Севильский слепец - Уилсон Роберт Чарльз 35 стр.


– У них всегда так. Потом они ее вновь обретают.

– С ним все было гораздо хуже. Он заявил моему отцу, что вообще никогда не верил. Его карьера священника началась с обмана. Одна девушка не ответила ему взаимностью. Он взял и принял сан, назло ей, а вышло – назло себе. Больше сорока лет священник знал это, как бы не зная. Он был хорошим священником, но это не имело никакого значения, потому что в основании его карьеры была трещинка, крохотная ложь, на которой стояло все здание.

– А что с ним случилось потом? – спросил Рамирес.

– На следующий день он повесился, – ответил Фалькон. – А как поступить, если ты священник и всю свою жизнь учил других искать истину в слове Божьем?

– Боже милостивый, – воскликнул Рамирес, – но не надо же убивать себя! Не стоит воспринимать жизнь так серьезно.

– Отец рассказал мне эту историю вот почему, – продолжил Фалькон. – Я объявил ему, что хочу стать художником… подобно ему. И он просил меня все хорошенько обдумать, потому что искусство – это тоже своего рода поиск истины, не важно какой: личной или глобальной.

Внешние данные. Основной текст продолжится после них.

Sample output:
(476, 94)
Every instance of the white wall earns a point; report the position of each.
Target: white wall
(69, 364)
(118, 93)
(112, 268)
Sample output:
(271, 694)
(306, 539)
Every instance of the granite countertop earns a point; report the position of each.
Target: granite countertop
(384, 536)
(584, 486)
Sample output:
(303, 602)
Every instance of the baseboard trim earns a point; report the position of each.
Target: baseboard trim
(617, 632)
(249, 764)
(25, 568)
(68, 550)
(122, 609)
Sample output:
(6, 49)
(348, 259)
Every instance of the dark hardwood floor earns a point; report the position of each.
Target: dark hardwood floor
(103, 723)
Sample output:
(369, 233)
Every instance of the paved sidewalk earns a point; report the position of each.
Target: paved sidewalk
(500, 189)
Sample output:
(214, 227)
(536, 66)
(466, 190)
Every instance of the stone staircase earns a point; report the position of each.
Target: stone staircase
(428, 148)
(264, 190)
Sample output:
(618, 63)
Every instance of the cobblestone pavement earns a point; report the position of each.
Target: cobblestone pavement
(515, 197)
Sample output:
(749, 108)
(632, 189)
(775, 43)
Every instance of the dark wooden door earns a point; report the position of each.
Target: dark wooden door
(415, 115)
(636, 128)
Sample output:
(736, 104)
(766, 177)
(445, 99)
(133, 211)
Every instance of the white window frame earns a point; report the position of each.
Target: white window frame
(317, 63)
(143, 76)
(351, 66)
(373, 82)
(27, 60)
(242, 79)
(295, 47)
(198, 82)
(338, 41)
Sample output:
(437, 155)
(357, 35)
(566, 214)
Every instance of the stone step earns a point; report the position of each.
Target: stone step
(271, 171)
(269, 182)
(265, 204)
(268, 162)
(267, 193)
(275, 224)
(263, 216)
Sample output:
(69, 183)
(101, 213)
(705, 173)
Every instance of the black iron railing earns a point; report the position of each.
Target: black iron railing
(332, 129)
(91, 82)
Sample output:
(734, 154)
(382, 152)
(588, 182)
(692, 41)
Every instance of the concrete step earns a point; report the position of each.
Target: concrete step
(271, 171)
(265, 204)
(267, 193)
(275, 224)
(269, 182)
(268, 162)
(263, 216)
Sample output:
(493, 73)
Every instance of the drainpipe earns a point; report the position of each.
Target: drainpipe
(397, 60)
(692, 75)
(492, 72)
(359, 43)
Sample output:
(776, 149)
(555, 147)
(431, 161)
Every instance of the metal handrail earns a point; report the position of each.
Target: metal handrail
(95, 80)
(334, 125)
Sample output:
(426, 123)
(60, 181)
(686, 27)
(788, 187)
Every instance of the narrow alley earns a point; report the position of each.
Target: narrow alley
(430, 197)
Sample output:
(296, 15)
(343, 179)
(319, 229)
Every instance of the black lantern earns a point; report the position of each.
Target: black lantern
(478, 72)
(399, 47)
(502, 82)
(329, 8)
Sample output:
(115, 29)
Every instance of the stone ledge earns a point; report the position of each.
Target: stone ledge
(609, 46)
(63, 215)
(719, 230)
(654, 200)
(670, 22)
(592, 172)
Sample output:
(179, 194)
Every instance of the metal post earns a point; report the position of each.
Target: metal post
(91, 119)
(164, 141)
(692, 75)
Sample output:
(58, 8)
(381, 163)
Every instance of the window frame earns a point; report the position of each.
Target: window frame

– Понимаю! – воскликнул Рамирес, хлопнув ладонями по рулю, и расхохотался.

– Ну, теперь вам ясно, – сказал Фалькон, – как это бывает, когда мы знаем что‑то, не зная.

– Да пропади оно! Теперь мне ясно, почему вы заделались сыщиком, – прогрохотал Рамирес.

– И почему же?

– Чтоб искать истину. Это блеск, ё‑мое! При вас мы тут все, на хрен, выйдем в художники.

Так ли это? Нет. Когда он отказался от идеи стать художником, внутренне согласившись с сомнениями отца относительно своего таланта, он заявил ему, что тогда будет искусствоведом, и отец рассмеялся ему в лицо. «Искусствоведы – это просто сыщики, работающие с картинами. Им бы все искать разгадки. Они всю жизнь что‑то предполагают и додумывают, причем девять раз из десяти попадают пальцем в небо. Искусствоведение – занятие для неудачников, – говорил он, – и не просто для неудавшихся художников, а вообще для неудавшихся людей». Как только отец над ними не потешался!.. Поэтому он сделался полицейским.

Нет, опять не совсем так. Он поступил в Мадридский университет на английское отделение (из всех народов, включая испанцев, его отец только англичанами и интересовался) и увлекся американскими фильмами ужасов сороковых годов. И потом уже пошел в полицию.

Вдруг его словно выкинуло из глубокого сна, хотя он был в ясном сознании и мысли мелькали, яркие и быстрые, как косяки сардин. Он встряхнул головой, пытаясь освоиться с окружающей реальностью: сиденьями машины, пластиком, стеклом, прочими материальными предметами.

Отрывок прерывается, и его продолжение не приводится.